Durante a execução de um trabalho de avaliação, não foi possível observar algumas das diretrizes do Referencial Técnico da Atividade de Auditoria Interna Governamental do Poder Executivo Federal, em razão de limitações operacionais. Em virtude disso, houve impactos moderados sobre os resultados da auditoria. A equipe de auditoria deve:
- A)suspender a execução dos trabalhos e comunicar ao responsável pela unidade auditada que não será emitido relatório;
Errada, porque a existência de limitações operacionais com impacto moderado não exige suspender automaticamente os trabalhos nem deixar de emitir relatório.
- B)solicitar alteração do Plano de Auditoria Interna, de modo a compatibilizá-lo com as restrições ocorridas;
Errada, pois a solução não é, em regra, alterar o plano para acomodar a restrição ocorrida, mas registrar adequadamente o efeito da limitação no relatório.

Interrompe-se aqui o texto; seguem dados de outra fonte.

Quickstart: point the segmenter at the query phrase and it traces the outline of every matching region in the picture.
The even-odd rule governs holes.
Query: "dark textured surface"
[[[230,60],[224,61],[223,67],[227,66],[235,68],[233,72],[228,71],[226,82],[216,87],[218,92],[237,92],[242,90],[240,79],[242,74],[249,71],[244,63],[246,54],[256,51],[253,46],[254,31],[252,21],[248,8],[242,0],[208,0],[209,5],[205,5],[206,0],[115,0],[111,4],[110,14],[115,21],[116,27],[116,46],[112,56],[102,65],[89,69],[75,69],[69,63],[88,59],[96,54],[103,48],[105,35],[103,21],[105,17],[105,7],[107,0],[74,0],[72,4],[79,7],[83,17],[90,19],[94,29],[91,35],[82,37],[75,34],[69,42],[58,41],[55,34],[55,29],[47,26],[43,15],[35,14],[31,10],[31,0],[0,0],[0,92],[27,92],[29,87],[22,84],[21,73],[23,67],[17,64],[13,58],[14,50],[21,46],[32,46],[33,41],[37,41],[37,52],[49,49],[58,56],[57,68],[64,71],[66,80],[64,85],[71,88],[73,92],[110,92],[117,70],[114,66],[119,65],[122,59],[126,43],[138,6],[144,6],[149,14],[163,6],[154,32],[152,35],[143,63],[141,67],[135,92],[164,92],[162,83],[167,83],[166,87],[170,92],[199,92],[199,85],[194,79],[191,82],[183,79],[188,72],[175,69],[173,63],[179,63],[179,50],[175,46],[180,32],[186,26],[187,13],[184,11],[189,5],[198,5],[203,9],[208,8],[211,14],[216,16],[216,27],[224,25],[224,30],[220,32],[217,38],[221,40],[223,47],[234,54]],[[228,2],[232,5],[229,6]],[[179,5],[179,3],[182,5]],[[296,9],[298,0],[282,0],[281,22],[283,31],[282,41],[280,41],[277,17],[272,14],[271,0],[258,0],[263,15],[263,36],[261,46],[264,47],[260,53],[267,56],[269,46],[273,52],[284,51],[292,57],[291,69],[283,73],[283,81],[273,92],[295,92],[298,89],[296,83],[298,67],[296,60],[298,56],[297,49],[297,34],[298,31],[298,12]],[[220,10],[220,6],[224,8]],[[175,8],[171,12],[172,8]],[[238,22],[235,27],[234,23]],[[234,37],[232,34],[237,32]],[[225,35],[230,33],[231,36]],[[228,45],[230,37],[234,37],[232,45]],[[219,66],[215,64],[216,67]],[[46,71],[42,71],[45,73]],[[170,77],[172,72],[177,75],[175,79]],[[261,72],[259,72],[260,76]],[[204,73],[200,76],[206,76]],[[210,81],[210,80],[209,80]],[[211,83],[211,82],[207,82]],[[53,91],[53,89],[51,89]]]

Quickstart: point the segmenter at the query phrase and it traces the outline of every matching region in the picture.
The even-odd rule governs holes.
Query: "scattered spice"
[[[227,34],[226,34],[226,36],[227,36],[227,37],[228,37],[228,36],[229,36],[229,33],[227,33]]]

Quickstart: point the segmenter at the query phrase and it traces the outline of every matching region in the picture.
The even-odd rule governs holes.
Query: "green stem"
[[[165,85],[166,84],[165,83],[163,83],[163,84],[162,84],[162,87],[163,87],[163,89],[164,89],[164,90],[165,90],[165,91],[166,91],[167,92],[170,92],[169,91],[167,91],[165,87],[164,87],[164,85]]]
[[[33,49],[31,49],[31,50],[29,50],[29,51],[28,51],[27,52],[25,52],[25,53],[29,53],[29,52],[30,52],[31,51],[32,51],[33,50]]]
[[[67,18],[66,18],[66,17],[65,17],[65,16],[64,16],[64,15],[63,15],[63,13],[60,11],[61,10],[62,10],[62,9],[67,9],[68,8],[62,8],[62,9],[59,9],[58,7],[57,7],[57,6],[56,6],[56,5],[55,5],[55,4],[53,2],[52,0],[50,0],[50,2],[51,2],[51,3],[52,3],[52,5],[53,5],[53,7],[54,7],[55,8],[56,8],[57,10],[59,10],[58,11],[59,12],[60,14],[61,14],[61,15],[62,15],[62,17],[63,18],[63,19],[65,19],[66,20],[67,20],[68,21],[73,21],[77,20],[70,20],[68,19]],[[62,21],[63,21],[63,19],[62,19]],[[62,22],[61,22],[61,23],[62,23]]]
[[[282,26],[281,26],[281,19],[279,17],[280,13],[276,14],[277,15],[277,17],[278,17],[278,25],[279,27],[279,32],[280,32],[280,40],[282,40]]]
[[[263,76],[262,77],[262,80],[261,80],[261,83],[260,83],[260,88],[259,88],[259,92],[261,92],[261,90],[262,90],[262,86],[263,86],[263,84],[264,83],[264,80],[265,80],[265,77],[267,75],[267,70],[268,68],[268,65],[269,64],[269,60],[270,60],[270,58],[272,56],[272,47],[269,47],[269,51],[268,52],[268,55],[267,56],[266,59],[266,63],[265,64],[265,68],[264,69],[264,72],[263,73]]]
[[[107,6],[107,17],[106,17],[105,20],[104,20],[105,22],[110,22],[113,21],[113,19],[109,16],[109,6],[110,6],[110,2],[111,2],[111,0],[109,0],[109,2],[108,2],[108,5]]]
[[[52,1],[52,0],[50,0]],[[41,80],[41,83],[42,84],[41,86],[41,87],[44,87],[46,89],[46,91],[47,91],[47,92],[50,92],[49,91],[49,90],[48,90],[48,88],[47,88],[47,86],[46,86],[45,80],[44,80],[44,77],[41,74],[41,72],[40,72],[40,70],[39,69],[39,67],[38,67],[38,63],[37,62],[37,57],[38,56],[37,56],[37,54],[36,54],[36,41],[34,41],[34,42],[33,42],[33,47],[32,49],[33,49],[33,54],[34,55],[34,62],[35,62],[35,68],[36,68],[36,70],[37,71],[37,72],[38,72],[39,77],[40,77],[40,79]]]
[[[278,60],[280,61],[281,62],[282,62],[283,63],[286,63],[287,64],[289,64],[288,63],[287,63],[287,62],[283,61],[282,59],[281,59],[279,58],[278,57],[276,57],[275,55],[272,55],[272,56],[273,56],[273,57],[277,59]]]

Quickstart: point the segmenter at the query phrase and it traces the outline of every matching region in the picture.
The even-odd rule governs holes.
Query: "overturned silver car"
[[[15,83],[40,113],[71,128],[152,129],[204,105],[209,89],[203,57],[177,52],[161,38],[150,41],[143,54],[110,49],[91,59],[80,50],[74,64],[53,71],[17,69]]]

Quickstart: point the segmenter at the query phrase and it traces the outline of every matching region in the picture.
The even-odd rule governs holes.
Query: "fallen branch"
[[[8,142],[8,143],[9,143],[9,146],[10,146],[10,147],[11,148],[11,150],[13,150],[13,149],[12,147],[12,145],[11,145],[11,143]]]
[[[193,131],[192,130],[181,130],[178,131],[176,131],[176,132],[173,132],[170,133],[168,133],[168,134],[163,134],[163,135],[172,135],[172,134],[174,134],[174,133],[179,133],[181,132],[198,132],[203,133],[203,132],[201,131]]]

- C)reduzir o escopo do trabalho, após autorização do coordenador da equipe de auditoria;
Errada, porque reduzir o escopo pode até ser uma consequência de restrições, mas não é a providência descrita pelo referencial como resposta principal nesse caso.
- D)registrar no relatório as razões e o impacto da não observância das diretrizes sobre o trabalho de avaliação e os seus resultados;
Certa, porque o auditor deve informar no relatório as razões da limitação e o impacto que ela causou sobre a execução e sobre os resultados da avaliação.
- E)deixar de emitir opinião sobre o objeto auditado, limitandose a relatar os procedimentos adotados na execução da auditoria.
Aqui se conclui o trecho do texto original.